Conservative Party worker says Premier is gauging support
There is a new poll being conducted right now, measuring support for Premier Danny Williams's ABC campaign.
That's according to Steve Outhouse, the director of communications with DFO, who is now on leave, handling PR for Conservative candidates in Newfoundland and Labrador.
Outhouse said that one of his party's campaign workers received a phone call at home from a polling firm, asking questions about ABC. Just four questions were asked, he said. They were:
1. Are you likely to vote in the upcoming federal election?
2. Do you know about the ABC campaign?
3. Do you think Premier Williams should take the ABC campaign across Canada?
4. How are you likely to vote? (Followed by the list of party choices.)
Outhouse said the polling firm did not divulge who they are working for, but said it is self-evident that the poll was commissioned by the premier's office.

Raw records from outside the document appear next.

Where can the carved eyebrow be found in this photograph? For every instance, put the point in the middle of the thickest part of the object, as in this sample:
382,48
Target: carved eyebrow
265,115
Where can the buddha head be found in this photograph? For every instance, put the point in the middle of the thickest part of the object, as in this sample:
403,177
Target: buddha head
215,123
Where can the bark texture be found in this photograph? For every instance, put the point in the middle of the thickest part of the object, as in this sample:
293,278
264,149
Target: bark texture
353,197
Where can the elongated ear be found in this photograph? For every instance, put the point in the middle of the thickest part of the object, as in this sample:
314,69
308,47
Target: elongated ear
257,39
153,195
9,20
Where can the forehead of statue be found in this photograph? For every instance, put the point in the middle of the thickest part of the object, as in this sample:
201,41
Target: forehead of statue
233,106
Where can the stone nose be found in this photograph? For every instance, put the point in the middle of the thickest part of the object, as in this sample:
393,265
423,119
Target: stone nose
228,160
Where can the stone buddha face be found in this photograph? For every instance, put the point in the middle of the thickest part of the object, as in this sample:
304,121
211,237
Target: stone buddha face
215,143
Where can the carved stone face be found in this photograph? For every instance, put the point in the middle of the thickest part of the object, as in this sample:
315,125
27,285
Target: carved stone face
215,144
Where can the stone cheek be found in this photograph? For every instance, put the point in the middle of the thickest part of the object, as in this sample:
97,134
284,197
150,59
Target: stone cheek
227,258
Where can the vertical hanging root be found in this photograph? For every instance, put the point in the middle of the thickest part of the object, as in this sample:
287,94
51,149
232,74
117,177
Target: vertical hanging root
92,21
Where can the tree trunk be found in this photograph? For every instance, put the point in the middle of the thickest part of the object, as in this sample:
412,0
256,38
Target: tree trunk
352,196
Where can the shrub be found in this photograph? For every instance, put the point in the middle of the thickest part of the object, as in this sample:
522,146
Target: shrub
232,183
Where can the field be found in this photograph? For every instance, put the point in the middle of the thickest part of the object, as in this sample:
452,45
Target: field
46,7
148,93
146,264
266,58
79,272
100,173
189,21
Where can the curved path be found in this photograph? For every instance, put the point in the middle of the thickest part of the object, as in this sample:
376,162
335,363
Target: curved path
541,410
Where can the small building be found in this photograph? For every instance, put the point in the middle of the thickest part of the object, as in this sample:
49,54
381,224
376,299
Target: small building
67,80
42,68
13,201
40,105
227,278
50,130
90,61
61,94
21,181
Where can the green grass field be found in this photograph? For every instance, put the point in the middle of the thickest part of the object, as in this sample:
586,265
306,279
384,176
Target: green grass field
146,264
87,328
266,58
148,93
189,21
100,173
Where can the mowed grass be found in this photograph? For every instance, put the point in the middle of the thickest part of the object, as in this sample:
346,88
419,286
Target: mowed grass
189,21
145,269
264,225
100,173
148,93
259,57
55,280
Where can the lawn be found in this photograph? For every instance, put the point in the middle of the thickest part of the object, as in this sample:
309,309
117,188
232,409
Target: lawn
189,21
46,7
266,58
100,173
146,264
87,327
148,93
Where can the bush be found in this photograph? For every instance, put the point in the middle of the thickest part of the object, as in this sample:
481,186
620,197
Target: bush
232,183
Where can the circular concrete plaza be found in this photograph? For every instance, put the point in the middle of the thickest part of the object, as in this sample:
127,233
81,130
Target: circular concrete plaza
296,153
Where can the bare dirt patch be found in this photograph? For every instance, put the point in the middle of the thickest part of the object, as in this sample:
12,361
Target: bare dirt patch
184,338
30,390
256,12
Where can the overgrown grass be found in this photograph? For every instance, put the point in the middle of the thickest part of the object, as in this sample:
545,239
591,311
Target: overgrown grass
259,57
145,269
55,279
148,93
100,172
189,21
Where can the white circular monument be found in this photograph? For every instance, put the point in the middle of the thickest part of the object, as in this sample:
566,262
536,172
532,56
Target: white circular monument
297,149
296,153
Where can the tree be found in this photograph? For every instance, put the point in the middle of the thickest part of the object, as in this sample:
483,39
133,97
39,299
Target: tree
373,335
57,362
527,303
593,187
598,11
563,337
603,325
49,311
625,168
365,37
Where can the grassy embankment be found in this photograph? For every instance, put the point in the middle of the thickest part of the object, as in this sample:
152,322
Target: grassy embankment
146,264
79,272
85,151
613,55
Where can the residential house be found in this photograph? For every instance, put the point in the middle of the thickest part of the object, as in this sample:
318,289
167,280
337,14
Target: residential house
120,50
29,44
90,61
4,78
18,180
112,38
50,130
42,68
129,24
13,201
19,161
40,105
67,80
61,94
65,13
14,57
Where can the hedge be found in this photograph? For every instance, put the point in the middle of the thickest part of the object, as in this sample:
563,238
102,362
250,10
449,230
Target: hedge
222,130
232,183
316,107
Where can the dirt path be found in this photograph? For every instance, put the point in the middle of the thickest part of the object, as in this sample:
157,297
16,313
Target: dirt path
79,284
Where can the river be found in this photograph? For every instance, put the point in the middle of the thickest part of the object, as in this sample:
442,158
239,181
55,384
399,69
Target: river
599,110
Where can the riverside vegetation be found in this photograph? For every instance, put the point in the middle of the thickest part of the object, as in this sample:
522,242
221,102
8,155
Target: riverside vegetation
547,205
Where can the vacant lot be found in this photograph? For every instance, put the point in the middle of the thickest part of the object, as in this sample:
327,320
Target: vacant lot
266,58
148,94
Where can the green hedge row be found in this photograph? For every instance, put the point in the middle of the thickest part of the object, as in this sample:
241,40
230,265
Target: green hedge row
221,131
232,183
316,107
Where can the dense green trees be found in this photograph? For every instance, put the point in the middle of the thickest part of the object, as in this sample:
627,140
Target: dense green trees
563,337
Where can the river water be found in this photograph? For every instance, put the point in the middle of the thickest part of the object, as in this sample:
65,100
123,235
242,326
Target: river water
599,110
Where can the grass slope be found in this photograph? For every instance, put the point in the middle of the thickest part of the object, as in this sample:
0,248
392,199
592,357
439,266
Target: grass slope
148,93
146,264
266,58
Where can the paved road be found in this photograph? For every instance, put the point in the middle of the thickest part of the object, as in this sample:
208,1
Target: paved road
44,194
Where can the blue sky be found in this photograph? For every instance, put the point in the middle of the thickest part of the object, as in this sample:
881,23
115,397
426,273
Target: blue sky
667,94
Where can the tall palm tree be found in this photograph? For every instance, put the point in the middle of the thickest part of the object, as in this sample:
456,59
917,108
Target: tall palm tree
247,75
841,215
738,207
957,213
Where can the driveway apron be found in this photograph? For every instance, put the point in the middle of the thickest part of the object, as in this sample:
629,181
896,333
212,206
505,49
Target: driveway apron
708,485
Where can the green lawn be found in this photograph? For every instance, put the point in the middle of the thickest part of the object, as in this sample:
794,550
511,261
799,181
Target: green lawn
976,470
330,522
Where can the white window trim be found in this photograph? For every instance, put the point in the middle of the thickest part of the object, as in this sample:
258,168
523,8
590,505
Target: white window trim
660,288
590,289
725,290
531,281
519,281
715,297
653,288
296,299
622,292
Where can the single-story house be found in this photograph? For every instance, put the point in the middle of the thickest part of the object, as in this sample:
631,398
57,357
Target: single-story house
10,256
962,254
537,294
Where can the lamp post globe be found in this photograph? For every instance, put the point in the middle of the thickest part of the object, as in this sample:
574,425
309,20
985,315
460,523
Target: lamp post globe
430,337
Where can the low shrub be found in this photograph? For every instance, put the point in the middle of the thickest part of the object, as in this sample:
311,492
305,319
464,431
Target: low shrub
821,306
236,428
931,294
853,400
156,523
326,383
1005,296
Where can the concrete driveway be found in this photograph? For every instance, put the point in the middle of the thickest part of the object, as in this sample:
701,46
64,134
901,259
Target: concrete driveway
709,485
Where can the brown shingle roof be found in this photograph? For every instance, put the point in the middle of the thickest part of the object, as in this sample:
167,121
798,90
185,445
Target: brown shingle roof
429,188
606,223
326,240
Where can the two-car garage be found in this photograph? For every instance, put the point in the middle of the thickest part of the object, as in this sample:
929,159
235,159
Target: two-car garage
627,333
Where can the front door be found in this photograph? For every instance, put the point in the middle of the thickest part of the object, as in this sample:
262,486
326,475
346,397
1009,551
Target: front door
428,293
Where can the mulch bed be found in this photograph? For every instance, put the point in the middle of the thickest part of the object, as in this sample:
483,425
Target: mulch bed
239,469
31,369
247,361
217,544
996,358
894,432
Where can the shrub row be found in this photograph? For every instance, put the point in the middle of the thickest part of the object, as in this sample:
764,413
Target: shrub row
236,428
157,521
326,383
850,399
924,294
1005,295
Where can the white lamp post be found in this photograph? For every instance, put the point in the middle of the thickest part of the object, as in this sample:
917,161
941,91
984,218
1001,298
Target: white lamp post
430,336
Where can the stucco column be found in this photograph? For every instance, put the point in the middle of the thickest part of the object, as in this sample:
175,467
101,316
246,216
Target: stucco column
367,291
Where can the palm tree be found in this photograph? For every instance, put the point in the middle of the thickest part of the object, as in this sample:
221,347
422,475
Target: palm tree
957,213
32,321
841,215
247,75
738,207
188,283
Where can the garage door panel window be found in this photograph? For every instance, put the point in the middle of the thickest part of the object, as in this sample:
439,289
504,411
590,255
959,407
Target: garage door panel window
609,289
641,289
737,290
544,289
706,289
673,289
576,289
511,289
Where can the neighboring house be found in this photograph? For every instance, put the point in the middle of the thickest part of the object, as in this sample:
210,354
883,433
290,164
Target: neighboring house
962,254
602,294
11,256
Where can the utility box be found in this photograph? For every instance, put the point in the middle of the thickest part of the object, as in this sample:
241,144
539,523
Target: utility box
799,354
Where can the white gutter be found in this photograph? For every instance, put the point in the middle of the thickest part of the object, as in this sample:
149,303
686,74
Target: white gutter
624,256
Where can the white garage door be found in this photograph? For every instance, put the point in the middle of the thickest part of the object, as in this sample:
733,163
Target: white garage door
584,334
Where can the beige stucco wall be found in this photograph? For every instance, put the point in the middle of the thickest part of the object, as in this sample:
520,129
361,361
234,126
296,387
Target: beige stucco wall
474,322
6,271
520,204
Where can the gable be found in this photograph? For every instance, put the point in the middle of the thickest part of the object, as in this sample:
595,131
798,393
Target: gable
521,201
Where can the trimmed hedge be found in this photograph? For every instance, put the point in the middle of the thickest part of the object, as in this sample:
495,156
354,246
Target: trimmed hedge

"It would appear they are gauging support as to whether or not the premier should criss-cross the country, as he said several times he would do," Outhouse said in an interview. "He must either be reconsidering that, or looking for people to give him the green light to do it."
Outhouse said this raises an interesting question regarding election expenditures.
"As you know, Elections Canada has rules and I don't know them inside and out that limit and require people to report what third parties are spending on a campaign. If ABC is moving past a philosophy or slogan and into an actual campaign, where money is being spent and polling is being done, with the specific intent to defeat a political party, just like a union or special interest group, all that information would need to be registered with Elections Canada."
Last week, the premier indicated that about one per cent of his government's time would be invested in the ABC campaign.
"When you start to associate a dollar figure with that, especially if you start to move across the country, it's going to be some significant expenditures," Outhouse said, adding that the premier, being a lawyer, has likely considered this point.
"It raises a question too about whether or not this polling is being done through public funds, or through private money. Even so, it still needs to be reported as political expenditures," he said.